Stage 2 consumes the most energy, since it is necessary to supply the gas with all of the energy that corresponds to its latent heat of vaporization. Stage 1 consumes a little less energy, and stage 3 consumes least energy, but it takes place at the lowest temperatures, i.e. at temperatures around −165° C.
The values given above for T1, T2, and T3 are appropriate for a natural gas comprising 85% methane and 15% of said other components comprising nitrogen and C-2 to C-4 alkanes, and those temperatures may be significantly different for a gas having a different composition.
FIG. 1 is a diagram of an installation for performing a standard process for liquefying natural gas using a refrigerant gas constituted by nitrogen without a change of phase in the refrigerant gas, as described above, with the process being described in greater detail below.
US 2011/0113825 and WO 2005/071333 describe a process for liquefying natural gas in which said natural gas for liquefying is liquefied by causing the natural gas to flow through three cryogenic heat exchangers, while causing three streams of refrigerant gas that remains in the compressed gaseous state without a change of phase to circulate in three closed circuits.

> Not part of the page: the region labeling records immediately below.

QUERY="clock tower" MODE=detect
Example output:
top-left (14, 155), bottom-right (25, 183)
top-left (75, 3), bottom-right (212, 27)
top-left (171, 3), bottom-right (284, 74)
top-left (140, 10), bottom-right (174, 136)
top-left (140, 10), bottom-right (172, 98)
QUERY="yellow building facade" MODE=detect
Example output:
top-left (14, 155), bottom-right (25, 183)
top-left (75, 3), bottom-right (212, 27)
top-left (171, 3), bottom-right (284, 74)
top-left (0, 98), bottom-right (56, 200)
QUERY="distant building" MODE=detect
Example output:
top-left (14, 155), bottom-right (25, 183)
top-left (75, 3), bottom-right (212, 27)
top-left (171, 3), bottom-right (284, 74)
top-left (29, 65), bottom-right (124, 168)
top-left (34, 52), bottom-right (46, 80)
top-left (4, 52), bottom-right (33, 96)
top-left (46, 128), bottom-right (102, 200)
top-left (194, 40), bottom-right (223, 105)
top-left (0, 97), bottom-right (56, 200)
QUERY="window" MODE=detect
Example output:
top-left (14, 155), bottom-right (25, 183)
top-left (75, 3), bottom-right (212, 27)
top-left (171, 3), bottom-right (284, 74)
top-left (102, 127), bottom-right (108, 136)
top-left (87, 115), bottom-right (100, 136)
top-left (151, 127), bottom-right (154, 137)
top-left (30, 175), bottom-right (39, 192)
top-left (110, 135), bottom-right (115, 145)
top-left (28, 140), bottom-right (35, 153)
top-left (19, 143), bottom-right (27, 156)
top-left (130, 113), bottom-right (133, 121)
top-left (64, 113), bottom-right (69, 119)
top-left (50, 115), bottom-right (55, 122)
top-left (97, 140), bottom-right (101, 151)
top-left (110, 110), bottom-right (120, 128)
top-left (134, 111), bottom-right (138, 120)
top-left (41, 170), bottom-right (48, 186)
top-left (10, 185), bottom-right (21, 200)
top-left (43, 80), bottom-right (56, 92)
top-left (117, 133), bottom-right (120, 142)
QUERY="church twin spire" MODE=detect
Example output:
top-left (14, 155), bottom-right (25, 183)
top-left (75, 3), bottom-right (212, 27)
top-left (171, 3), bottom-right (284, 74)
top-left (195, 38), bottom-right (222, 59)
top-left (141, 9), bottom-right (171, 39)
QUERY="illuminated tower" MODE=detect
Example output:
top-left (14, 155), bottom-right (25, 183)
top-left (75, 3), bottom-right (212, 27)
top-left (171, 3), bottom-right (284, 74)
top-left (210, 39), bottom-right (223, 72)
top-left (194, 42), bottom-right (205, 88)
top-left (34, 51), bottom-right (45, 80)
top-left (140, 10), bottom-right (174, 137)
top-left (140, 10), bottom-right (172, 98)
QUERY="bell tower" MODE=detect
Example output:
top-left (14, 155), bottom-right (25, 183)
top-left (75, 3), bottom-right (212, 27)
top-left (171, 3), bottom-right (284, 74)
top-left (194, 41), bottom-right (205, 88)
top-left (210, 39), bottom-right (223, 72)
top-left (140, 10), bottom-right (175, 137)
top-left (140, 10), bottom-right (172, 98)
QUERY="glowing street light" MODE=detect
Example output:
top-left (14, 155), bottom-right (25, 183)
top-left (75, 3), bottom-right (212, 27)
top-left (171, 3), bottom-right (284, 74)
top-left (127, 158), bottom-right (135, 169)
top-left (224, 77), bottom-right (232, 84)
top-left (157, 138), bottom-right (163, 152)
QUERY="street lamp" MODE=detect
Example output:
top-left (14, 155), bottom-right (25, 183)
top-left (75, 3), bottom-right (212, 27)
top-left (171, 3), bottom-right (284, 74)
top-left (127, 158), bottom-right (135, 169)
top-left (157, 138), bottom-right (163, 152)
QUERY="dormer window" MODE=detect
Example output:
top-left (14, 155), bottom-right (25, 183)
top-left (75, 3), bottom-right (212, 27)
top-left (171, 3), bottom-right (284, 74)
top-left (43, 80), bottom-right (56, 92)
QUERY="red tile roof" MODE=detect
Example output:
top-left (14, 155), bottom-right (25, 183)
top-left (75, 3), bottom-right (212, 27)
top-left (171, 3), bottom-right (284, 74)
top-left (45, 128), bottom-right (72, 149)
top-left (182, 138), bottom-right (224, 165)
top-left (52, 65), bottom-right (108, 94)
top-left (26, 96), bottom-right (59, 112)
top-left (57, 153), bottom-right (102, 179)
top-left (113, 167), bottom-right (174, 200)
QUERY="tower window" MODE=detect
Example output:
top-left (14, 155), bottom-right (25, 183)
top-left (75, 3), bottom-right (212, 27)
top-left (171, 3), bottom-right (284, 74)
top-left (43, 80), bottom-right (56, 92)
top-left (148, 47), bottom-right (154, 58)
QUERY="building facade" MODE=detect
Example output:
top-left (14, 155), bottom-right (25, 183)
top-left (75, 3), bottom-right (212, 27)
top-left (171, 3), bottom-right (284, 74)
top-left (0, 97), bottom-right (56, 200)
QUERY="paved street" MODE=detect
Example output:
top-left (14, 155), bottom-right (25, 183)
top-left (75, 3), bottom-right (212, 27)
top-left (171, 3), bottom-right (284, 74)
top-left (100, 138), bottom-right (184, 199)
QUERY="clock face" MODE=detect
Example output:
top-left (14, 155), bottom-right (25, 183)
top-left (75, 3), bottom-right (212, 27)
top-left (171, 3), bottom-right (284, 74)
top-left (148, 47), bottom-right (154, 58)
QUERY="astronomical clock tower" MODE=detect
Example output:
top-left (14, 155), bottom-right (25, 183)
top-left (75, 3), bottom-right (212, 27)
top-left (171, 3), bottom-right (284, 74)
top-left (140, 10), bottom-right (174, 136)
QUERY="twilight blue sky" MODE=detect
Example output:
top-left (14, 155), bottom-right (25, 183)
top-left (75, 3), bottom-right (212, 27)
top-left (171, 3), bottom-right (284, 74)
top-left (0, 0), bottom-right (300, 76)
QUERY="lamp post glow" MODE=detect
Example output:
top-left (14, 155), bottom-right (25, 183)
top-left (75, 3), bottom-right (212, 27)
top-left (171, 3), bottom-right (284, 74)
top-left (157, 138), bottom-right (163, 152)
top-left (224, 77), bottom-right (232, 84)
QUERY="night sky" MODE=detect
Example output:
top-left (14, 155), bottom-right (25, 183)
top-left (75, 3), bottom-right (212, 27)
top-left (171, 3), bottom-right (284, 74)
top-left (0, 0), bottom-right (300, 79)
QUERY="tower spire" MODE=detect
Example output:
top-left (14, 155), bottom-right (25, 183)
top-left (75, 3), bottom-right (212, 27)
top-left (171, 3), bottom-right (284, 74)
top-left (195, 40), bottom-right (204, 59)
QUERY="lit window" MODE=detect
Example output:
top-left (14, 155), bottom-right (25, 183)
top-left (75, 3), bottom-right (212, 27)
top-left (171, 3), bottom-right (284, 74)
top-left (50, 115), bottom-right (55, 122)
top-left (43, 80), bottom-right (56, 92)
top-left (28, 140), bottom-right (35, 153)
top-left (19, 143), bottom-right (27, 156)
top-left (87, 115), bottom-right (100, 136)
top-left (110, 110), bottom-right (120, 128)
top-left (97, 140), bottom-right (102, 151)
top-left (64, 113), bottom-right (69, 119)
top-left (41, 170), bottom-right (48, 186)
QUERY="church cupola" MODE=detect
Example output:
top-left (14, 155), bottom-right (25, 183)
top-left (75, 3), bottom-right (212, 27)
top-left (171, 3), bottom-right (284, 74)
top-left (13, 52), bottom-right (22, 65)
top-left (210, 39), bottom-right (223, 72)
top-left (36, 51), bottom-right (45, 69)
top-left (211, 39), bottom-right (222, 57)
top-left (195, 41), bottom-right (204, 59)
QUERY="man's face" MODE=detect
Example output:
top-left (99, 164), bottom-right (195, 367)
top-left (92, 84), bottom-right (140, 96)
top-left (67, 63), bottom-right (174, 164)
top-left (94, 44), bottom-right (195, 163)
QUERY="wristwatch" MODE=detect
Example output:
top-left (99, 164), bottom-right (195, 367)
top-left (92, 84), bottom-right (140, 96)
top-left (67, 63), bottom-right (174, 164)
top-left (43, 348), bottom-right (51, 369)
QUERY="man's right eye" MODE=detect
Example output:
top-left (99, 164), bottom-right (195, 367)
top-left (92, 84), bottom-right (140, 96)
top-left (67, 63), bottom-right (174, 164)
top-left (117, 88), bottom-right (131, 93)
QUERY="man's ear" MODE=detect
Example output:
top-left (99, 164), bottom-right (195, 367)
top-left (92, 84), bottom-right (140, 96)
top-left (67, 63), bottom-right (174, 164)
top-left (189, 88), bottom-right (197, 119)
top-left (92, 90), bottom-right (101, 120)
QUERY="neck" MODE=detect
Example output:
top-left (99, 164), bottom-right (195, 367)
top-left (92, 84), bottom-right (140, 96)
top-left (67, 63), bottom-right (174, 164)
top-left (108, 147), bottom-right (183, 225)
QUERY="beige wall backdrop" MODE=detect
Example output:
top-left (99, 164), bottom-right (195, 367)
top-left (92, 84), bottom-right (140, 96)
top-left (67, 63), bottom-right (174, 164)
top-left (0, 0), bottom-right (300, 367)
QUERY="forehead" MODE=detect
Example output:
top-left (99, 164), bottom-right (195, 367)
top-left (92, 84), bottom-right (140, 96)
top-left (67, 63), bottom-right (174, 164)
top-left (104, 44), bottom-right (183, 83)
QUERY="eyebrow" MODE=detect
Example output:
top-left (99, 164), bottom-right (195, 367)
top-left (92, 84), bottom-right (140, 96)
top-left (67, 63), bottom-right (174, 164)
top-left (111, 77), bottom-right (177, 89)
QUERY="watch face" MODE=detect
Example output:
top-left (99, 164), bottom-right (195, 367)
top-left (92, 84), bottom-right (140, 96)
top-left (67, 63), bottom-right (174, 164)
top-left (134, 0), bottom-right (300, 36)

Said natural gas for liquefying is liquefied by performing the following concurrent steps:
a) causing said natural gas for liquefying to flow at a pressure P0 that is higher than or equal to atmospheric pressure through the three cryogenic heat exchangers connected in series, namely:                a first heat exchanger (101/5) into which said natural gas enters at a temperature T0, is cooled, and leaves at a temperature T1 lower than T0; then        a second heat exchanger (102/6) in which the natural gas is completely liquefied and leaves at a temperature T2 lower than T1 and higher than T3, where T3 is lower than the liquefaction temperature of the LNG; and        a third heat exchanger (103/7) in which the liquefied natural gas is cooled from T2 to T3; and        
b) causing two streams of the refrigerant gas in the gaseous state at different pressures P1 and P2, referred to respectively as first and third streams, to circulate through two of said heat exchangers in indirect contact with and as a countercurrent relative to the natural gas steam, comprising:                a first refrigerant gas stream at a pressure P1 lower than P3 passing through the three heat exchangers by entering into said third heat exchanger at a temperature T3′ lower than T3, then entering said second heat exchanger at a temperature T2′ lower than T2, and then entering said first heat exchanger at T1′ lower than T1 and leaving said first heat exchanger at a temperature T0′ lower than or equal to T0, said first refrigerant gas stream at P1 and T3′ being obtained by using a first expander (112/9) to expand a first portion (122/16B) of a second refrigerant gas stream (22/15) compressed to the pressure P3 higher than P2, said first portion of the second stream flowing in indirect contact with and as a countercurrent relative to the natural gas, entering said first heat exchanger at T0 and leaving said second heat exchanger substantially at T2; and        a third stream at a pressure P2 higher than P1 and lower than P3 flowing in indirect contact with and as a countercurrent relative to said first stream, passing solely through said second and first heat exchangers, by entering said second heat exchanger substantially at a temperature T2′ and leaving said first heat exchanger at T0′, said third refrigerant gas stream at P2 and T2 being obtained by using a second expander (111/8) to expand a second portion (121/17) of said second refrigerant gas stream (22/15) leaving said first heat exchanger substantially at T1; and        
c) said second refrigerant gas stream compressed at the pressure P3 being obtained by compression in three or four compressors and by cooling said first and second refrigerant gas streams leaving said first heat exchanger respectively at P1 and at P2.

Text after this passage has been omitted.